Evoquant par ailleurs la piste d'un feu provoqué par les moteurs électriques des ascenseurs de l'échafaudage, Marc Eskenazi a souligné que ces moteurs "ne posaient aucun problème" excluant là encore qu'ils puissent être "responsables de l'incendie". Et de détailler à ce sujet : "De toute façon, ils sont loin de la flèche alors que ce qui est établi c'est que l'incendie a démarré à l'intérieur de l'édifice."

Dans un courrier consulté par l'AFP et daté du 18 avril, soit trois jours après l'incendie, a DRAC Île-de-France a remercié "très sincèrement" Le Bras Frères pour son "plein engagement" dans "les opérations de sécurisation, de confortation d'urgence et de sauvegarde de l'édifice", lui passant commande d'au moins deux prestations. 

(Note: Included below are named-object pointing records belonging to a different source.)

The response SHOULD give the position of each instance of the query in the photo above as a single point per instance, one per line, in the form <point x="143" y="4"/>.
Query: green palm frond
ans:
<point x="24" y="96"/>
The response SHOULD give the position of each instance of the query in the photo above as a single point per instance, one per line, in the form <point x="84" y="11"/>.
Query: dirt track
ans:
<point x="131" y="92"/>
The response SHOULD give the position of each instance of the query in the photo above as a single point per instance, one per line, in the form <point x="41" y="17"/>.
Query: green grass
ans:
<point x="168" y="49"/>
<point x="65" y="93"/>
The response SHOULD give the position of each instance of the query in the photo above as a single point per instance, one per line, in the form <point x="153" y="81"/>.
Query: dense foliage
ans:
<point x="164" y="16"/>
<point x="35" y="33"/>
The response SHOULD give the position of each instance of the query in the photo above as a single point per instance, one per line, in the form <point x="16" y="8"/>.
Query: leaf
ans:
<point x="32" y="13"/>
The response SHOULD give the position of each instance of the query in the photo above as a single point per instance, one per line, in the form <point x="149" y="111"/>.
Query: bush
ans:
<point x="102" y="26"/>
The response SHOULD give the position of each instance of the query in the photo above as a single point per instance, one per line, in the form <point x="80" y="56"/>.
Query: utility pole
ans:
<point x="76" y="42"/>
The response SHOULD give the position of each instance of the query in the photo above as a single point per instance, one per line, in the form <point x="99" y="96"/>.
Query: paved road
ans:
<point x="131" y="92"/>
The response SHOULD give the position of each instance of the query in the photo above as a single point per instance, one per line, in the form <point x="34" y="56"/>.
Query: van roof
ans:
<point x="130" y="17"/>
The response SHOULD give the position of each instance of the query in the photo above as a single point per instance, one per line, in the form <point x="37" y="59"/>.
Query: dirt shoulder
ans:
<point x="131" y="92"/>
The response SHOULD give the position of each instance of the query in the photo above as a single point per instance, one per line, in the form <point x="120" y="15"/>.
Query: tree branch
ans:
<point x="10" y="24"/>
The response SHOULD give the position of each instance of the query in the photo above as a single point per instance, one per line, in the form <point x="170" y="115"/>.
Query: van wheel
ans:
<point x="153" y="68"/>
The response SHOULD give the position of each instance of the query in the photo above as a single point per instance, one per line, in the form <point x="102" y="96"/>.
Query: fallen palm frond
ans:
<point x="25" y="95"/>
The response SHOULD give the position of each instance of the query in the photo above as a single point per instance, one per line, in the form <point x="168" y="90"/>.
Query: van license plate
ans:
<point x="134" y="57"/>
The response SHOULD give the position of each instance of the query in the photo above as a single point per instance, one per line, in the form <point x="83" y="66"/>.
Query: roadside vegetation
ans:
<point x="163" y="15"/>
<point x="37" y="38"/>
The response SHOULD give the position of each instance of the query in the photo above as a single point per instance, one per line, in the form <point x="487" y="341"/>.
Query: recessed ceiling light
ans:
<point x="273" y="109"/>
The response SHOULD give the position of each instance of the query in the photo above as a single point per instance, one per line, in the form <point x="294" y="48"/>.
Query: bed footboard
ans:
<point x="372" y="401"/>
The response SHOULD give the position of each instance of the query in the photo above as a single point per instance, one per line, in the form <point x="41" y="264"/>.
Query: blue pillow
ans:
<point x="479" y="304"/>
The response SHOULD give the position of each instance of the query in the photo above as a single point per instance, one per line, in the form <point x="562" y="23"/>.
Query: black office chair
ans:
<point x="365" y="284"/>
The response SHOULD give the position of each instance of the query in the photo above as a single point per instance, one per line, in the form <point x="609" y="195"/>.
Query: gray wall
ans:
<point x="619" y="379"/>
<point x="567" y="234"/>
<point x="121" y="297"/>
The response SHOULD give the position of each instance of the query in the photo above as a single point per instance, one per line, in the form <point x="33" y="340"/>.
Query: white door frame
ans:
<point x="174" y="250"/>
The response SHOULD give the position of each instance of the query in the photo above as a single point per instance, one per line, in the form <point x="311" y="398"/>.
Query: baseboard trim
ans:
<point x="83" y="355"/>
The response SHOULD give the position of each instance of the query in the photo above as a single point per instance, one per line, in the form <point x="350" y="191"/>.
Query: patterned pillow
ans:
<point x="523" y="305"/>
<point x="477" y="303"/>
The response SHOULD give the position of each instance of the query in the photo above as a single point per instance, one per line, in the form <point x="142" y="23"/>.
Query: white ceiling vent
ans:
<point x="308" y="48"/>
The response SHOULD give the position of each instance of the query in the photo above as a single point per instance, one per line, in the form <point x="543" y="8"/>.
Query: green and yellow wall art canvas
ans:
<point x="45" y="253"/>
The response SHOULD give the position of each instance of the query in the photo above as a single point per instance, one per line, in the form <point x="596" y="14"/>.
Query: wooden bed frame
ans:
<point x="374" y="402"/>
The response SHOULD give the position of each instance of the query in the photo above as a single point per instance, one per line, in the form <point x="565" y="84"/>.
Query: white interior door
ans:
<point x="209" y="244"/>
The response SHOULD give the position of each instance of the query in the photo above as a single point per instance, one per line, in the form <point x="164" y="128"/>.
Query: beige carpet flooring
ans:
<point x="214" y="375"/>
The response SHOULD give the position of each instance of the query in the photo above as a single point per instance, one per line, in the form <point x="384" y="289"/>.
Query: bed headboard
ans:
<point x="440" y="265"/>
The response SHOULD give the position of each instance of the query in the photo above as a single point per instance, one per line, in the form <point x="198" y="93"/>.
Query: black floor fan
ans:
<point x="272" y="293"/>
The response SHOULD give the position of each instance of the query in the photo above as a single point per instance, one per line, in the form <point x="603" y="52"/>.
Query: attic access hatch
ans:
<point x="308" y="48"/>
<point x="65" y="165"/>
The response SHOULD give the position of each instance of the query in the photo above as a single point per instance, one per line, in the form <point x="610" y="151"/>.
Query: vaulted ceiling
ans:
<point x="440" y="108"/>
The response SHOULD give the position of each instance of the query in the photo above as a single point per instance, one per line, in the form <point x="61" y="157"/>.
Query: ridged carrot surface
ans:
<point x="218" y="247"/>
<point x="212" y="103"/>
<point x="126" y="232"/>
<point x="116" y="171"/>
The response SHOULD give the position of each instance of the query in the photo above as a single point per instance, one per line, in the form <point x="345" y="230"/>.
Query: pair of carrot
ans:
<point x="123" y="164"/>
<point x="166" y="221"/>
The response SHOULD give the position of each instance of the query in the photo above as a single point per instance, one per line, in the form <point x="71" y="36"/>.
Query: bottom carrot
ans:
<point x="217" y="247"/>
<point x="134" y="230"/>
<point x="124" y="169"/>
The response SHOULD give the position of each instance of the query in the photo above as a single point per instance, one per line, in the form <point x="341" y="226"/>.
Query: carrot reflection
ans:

Selon Marc Eskenazi, la Direction régionale des affaires culturelles (DRAC) d'Île-de-France a ainsi "mandaté Le Bras Frères pour les travaux de consolidation et de sécurisation de la cathédrale". Pour précision, l'entreprise spécialisée en charpentes et couvertures, est experte dans la rénovation des cathédrales et des monuments historiques.